Lenovo Drops Classic Keyboard on New ThinkPad Laptops 

The end of an era.

Bullish Cross Initiates Rare Buy Rating on Apple 

Andy Zaky:

Now here are the reasons why we believe its time to buy Apple and why we feel the valuation is incredibly attractive today. At $533.52 a share, Apple trades at 13× last year’s earnings and at only 10.56× our expect October earnings. Those are incredibly low valuations even for Apple. At the November 25, 2011 lows, Apple traded at a 13.13 P/E ratio. So today, Apple is trading at a lower valuation than it was at the November lows. At the June 2011 lows, Apple was trading near a 15 P/E trailing P/E ratio.

This is only the fifth time Zaky has issued a buy on Apple. He’s four-for-four.

Rene Ritchie on the Ramifications of a 4-Inch iPhone Display 

There are numerous ways Apple could change the physical size of the iPhone, but none of them are painless or easy fragmentation-wise. Rene Ritchie does a good job here analyzing Apple’s options.

My money remains on changing the aspect ratio and keeping the pixel density the same. Going from the current 3:2 aspect ratio 960 × 640 display to something like a 9:5 1152 × 640 display. Yes, this would introduce a new headache for developers, but iPhone apps are already supposed to be somewhat flexible vertically, to account for the double-height status bar when there’s an active phone call or audio recording.

And don’t forget the operations angle. My understanding is that these displays aren’t manufactured at their finished sizes — they’re manufactured in big sheets that are then cut to size. So instead of ramping up manufacturing of an entirely new display, Apple would simply be cutting slightly larger displays out of the same “iPhone retina display” sheets they’ve been producing ever since the iPhone 4 hit production.

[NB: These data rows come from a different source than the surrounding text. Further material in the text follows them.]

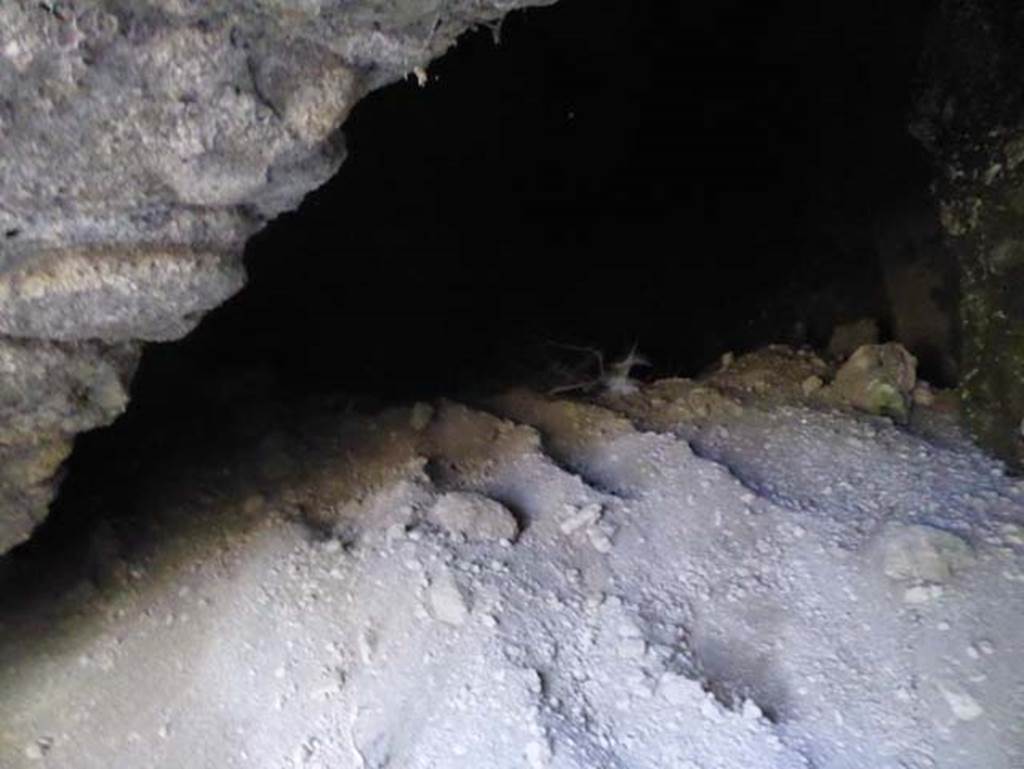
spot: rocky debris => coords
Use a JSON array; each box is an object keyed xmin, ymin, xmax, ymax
[
  {"xmin": 0, "ymin": 376, "xmax": 1024, "ymax": 769},
  {"xmin": 827, "ymin": 317, "xmax": 879, "ymax": 360},
  {"xmin": 0, "ymin": 0, "xmax": 546, "ymax": 553},
  {"xmin": 427, "ymin": 492, "xmax": 519, "ymax": 542},
  {"xmin": 828, "ymin": 343, "xmax": 918, "ymax": 420},
  {"xmin": 880, "ymin": 524, "xmax": 974, "ymax": 585}
]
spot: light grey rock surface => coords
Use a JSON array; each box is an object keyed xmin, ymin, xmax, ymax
[{"xmin": 0, "ymin": 0, "xmax": 545, "ymax": 552}]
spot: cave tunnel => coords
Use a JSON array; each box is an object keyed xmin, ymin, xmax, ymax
[
  {"xmin": 16, "ymin": 1, "xmax": 955, "ymax": 561},
  {"xmin": 0, "ymin": 0, "xmax": 1024, "ymax": 769}
]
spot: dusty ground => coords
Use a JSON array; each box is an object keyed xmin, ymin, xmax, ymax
[{"xmin": 0, "ymin": 351, "xmax": 1024, "ymax": 769}]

Lastly, the above is only my conjecture if Apple were to switch to a larger iPhone display. If Apple changes the iPhone display size, this is how I think they’ll do it. I still think that’s a big if, though, and wouldn’t be surprised in the least if this year’s iPhone ships with a good old-fashioned 3.5-inch 960 × 640 display.

Nielsen on U.S. Smartphone and Mobile App Growth 

Nielsen:

Roughly a year ago when we summarized the state of smartphones at the Appnation conference, less than 40 percent of mobile subscribers in the U.S. had smartphones. Today, one in two mobile subscribers has a smartphone and that figure is moving steadily upwards.

In other words, there is a lot of headroom remaining. It’s a growth market.

By most measures, it has been the year of the App once again, driven mostly by the rise of Android and iOS users who have more than doubled in a year and account for 88 percent of those who have downloaded an app in the past 30 days. In just a year, the average number of apps per smartphone has jumped 28 percent, from 32 apps to 41. Not only is the 2012 smartphone owner downloading more apps, they are increasingly spending more time using them vs. using the mobile web — about 10 percent more than last year.

Hence the agitation of web-centric companies like Facebook and Google.

JustNotes 

Back in 2009 I wrote about a then-new iPhone notes app called Simplenote. It’s still my favorite today, with a spot on my first home screen. Simplenote uses its own cloud-based syncing service, and offers an API for other developers, and there are a bunch of notes app for the Mac that offer Simplenote syncing.

A new one, JustNotes, is now my favorite for syncing with Simplenote from Mac OS X. Simple and obvious. Ben Brooks wrote a full review of JustNotes, and I pretty much agree with every word of it.

Update: Cody Fink at MacStories has a review of it, too.

The Worst Phones You Can Buy 

Sam Biddle surveys the bottom end of the cell phone market.